Government ministry of Lebanon

The Ministry of Tourism (وزارة السياحة) is a government ministry of Lebanon. It originates from the Lebanon Tourism Service created in the 1930s as part of the Ministry of National Economy.

==History==
After Lebanese independence, the General Tourism Commission (CGT or Commissariat Général du Tourisme, de l'Estivage et de l'Hivernage in French) was created in 1948 to monitor tourism professions and promote Lebanese tourism abroad.

In 1959, the CGT was annexed by the Ministry of Information which became the Ministry of Information, Orientation, and Tourism. However, it was the National Tourism Council (CNT or Conseil National du Tourisme in French), a private organization, which effectively promoted tourism in Lebanon.

The growth of tourism on a global scale led to the creation of the Ministry of Tourism in 1966 (Law 21/66, issued on March 29, 1966), composed of the General Directorate of Tourism (Direction Générale des Affaires Touristiques).

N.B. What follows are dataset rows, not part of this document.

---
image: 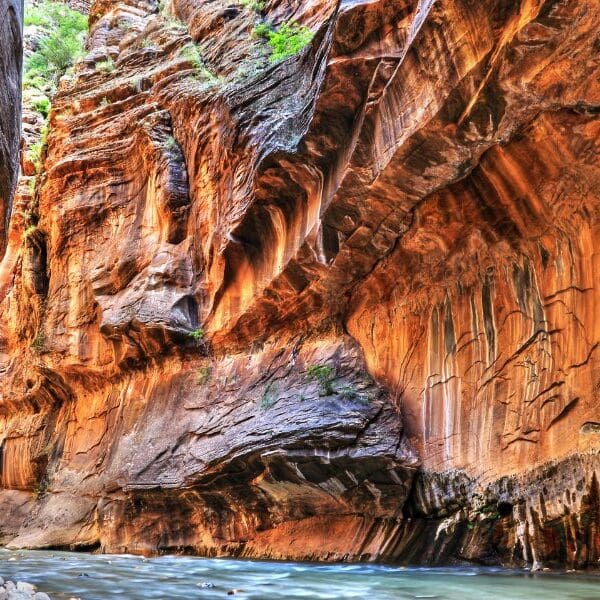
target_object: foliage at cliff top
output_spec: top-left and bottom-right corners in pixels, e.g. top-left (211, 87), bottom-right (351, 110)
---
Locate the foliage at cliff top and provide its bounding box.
top-left (24, 0), bottom-right (87, 94)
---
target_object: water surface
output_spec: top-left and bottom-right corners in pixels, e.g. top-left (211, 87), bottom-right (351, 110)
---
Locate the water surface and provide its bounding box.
top-left (0, 550), bottom-right (600, 600)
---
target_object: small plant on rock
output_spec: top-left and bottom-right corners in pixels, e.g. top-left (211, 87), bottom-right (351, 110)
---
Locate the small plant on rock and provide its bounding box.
top-left (188, 327), bottom-right (204, 342)
top-left (240, 0), bottom-right (266, 13)
top-left (96, 57), bottom-right (116, 73)
top-left (306, 365), bottom-right (335, 396)
top-left (198, 365), bottom-right (212, 385)
top-left (252, 21), bottom-right (314, 62)
top-left (166, 135), bottom-right (177, 150)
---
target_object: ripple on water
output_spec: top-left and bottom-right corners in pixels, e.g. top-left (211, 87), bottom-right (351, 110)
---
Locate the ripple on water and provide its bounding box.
top-left (0, 550), bottom-right (600, 600)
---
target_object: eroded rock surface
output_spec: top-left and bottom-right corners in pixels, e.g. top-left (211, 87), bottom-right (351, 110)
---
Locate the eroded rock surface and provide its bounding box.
top-left (0, 0), bottom-right (600, 567)
top-left (0, 0), bottom-right (23, 257)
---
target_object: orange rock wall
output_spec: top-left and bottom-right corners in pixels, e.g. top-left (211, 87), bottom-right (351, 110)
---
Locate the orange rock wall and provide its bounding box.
top-left (0, 0), bottom-right (600, 566)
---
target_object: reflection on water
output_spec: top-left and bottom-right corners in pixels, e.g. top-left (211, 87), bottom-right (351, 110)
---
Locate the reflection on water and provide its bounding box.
top-left (0, 550), bottom-right (600, 600)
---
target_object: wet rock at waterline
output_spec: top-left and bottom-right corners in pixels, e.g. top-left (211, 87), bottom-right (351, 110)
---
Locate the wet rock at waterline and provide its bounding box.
top-left (0, 577), bottom-right (50, 600)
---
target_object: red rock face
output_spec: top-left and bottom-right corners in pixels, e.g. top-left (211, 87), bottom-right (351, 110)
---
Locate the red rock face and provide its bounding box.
top-left (0, 0), bottom-right (600, 566)
top-left (0, 0), bottom-right (23, 256)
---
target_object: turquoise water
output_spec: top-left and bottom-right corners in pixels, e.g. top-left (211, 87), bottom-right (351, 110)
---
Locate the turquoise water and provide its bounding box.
top-left (0, 550), bottom-right (600, 600)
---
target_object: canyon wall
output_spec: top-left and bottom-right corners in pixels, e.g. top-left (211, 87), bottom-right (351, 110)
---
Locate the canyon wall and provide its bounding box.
top-left (0, 0), bottom-right (600, 567)
top-left (0, 0), bottom-right (23, 257)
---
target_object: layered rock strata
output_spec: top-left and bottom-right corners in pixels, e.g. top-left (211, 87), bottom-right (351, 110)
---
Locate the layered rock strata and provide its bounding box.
top-left (0, 0), bottom-right (23, 256)
top-left (0, 0), bottom-right (600, 567)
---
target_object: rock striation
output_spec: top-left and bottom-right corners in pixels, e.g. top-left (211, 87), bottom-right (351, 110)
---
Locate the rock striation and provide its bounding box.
top-left (0, 0), bottom-right (600, 568)
top-left (0, 0), bottom-right (23, 257)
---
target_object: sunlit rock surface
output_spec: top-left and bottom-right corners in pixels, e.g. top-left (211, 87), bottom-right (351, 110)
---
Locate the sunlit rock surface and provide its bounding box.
top-left (0, 0), bottom-right (600, 567)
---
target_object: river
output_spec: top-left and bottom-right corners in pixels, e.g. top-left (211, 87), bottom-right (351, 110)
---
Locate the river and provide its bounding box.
top-left (0, 550), bottom-right (600, 600)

Decree no. 7142 was issued on April 20, 1967, defining the specific tasks that fell under the separate responsibility of the National Tourism Council, including overseas promotion and execution of tourism projects. However, this decree was repealed by Decree no. 2829, issued on October 10, 1992, which transferred these tasks to the Ministry of Tourism.

==Minister==
The current minister of tourism is Laura Khazen Lahoud.